Все начиналось в Одессе — с любви к бамбуковой палочке (вероятно, мама задергивала этой палочкой шторы). Он стал ее подбрасывать. Играть с палочкой и с деревянными катушками из-под ниток ему было интереснее, чем с пистолетами и машинками. К карандашам перешел, начав писать, — а случилось это рано: его пьесу ставила пионервожатая, когда он учился всего лишь в первом классе.

 

А бумага играет роль?

Да. Трудновато даются блокноты. Когда-то мне казалось, что для меня важны «Книги для записей». Первую мне подарил Михаил Жванецкий много лет назад. Толстущая книга. В ней заполнена мной одна страничка. Больше я не смог в ней писать. Она как бы закончена. Отсюда пришло желание оставлять в своих писаниях пустые страницы. Я сейчас пишу книгу о Таирове для серии «ЖЗЛ». Я ничего не знаю про целые периоды его жизни — про детство, гимназию. То есть я не знаю ничего ДЛЯ СЕБЯ — другим хватило бы на сто романов. Но с моим уважением к некоторым жизням (не ко всем, конечно, — ко многим даже интереса нет) я должен знать все. А так как не знаю, думаю, дай-ка я пропущу и те, кто будет в дальнейшем писать о Таирове, пусть заполнят эти места.

 

Сейчас Михаил Левитин простым карандашом на обычной бумаге пишет пьесу по роману «Золотой теленок» — вместе с редактором журнала «Театр» Валерием Семеновским. За постановку «Золотого теленка» он долго боялся браться. Чтобы легче было понять почему, надо начать с других примеров. У «Эрмитажа» есть почетное звание — театр Латинской Америки. Актеры объездили ее почти всю, потому что их главный режиссер мечтал жить и умереть в Латинской Америке. Но там, в Боготе, умер художник Давид Боровский, с которым Левитин поставил немало спектаклей и которого любил безмерно. Тогда он объявил труппе: «В Латинскую Америку мы больше не поедем, поскольку там умер Давид». Ему сказали: «Но континент же не виноват». Он ответил: «Континент лично передо мной виноват...» Точно так же он переносит вину отдельных людей на произведения близких им авторов. Так, из-за конфликта с человеком, помогавшим в работе над главным спектаклем его жизни — «Нищий, или Смерть Занда», — он перестал читать любимейшего Олешу. С Ильфом и Петровым — похожая история… Но потом он все-таки преодолевал себя. 

 

«Золотой теленок» для вас — это из одесского детства?
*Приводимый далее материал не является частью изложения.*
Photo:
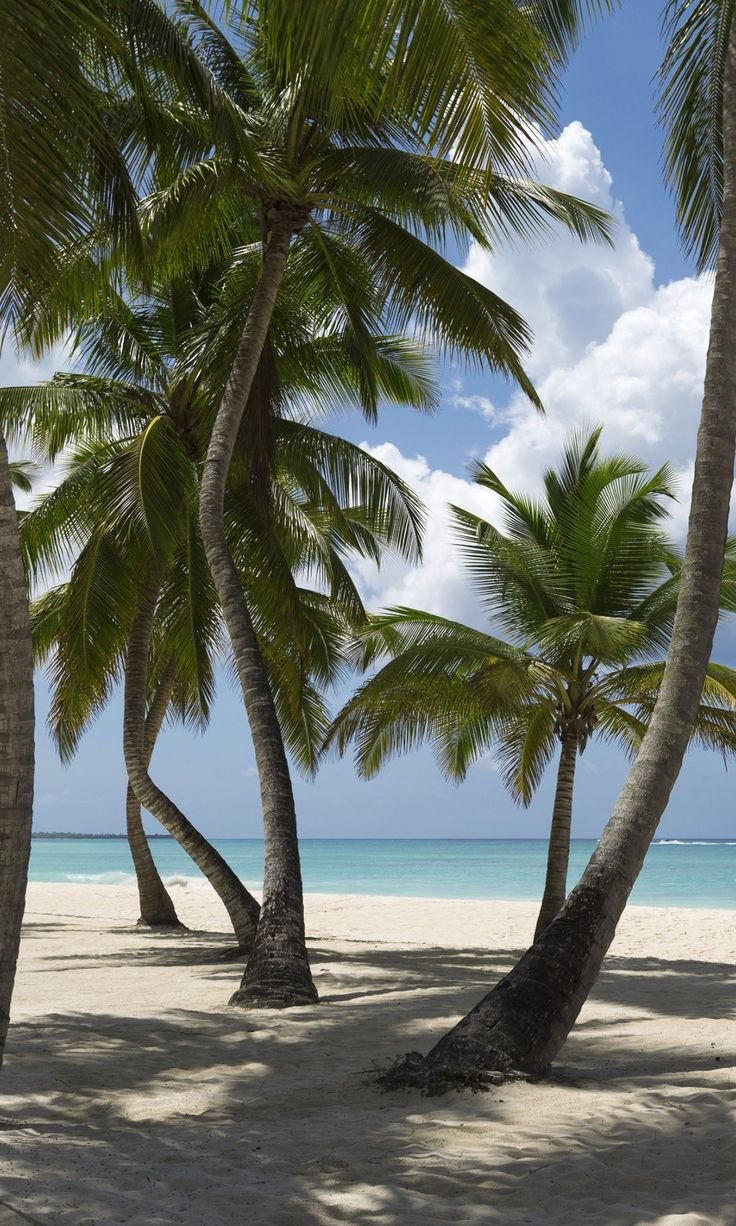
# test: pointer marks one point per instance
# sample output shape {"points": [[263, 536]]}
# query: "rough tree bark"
{"points": [[524, 1020], [16, 744], [157, 907], [558, 852], [241, 906], [277, 972]]}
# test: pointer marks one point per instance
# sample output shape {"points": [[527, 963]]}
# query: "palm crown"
{"points": [[585, 585]]}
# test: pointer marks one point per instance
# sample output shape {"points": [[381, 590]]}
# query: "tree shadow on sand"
{"points": [[203, 1117]]}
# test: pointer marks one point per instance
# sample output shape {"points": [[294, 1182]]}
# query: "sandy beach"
{"points": [[131, 1094]]}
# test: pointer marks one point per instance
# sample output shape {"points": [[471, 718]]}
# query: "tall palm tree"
{"points": [[585, 585], [362, 190], [60, 58], [147, 479], [525, 1019], [48, 196]]}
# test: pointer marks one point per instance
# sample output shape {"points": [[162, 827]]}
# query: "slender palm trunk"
{"points": [[558, 852], [16, 744], [157, 909], [277, 972], [525, 1019], [241, 906]]}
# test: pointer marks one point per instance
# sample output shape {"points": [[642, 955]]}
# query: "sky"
{"points": [[621, 340]]}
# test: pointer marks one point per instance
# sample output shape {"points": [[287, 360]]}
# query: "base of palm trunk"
{"points": [[417, 1072], [161, 922], [275, 978], [264, 996], [548, 910], [520, 1025]]}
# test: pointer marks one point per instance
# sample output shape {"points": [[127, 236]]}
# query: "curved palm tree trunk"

«Золотой теленок», как и «Похождения бравого солдата Швейка», — любимые книги. У меня была еще третья любимая книга — «Трилогия желания» Драйзера («Финансист», «Титан» и «Стоик»). Я читал ее примерно с пяти лет. Это привело к тому, что я ничего не понимаю в банковских делах и абсолютно не готов к сегодняшнему времени. Книга возбуждала аппетит — я очень много ел, когда ее читал. Вероятно, акулы капитализма, жадно живущие люди, пожиратели, вызывали у меня какие-то вкусовые ощущения.

Эту книгу вы тоже будете ставить?

Нет, не буду. А «Золотого теленка» поставлю. Книга хранится у меня с детства. Ее внешний вид уму непостижим! Каждая страница — это минута, часы, годы моей жизни. Это мое настроение, мои влюбленности — энергетика бралась оттуда. Я поставлю спектакль не об Остапе Бендере, а о романе. Остапа будет играть Арсений Ковальский. Арсений уже пытался сам ставить этот спектакль. Это сложно. А мне приснилось пространство спектакля. В очень странном состоянии. Приснилось раз. Второй раз через день опять приснилось. Я поделился с главным художником театра Гарри Гуммелем. Оно его увлекло. Это пространство заставит зрителя иначе видеть известное. Ракурс очень важен в театре: смотреть оттуда, откуда не догадывались смотреть. В моем пространстве возникла возможность поставить любовного «Золотого теленка». В книге ложный финал, когда Бендер перебирается через границу, — замысел был, что он женится. Скромно, по-мещански и идеально. Вообще, вдохновение Бендера объяснено любовным мотивом. Саша Ильф, дочка писателя, издала переписку отца и матери. Чудесно! Все, как у всех, но чуть-чуть «страньше». Что-то индивидуальное, единственное. Переписка повлияет и на спектакль. Но главным в нем все-таки будет пространство, которое Гарри воплощает очень необычно. Зрители окажутся в странном, но приятном положении, актеры тоже. Эти два пространства будут соединены реалиями нашей одесской юности. Реалиями Черноморска.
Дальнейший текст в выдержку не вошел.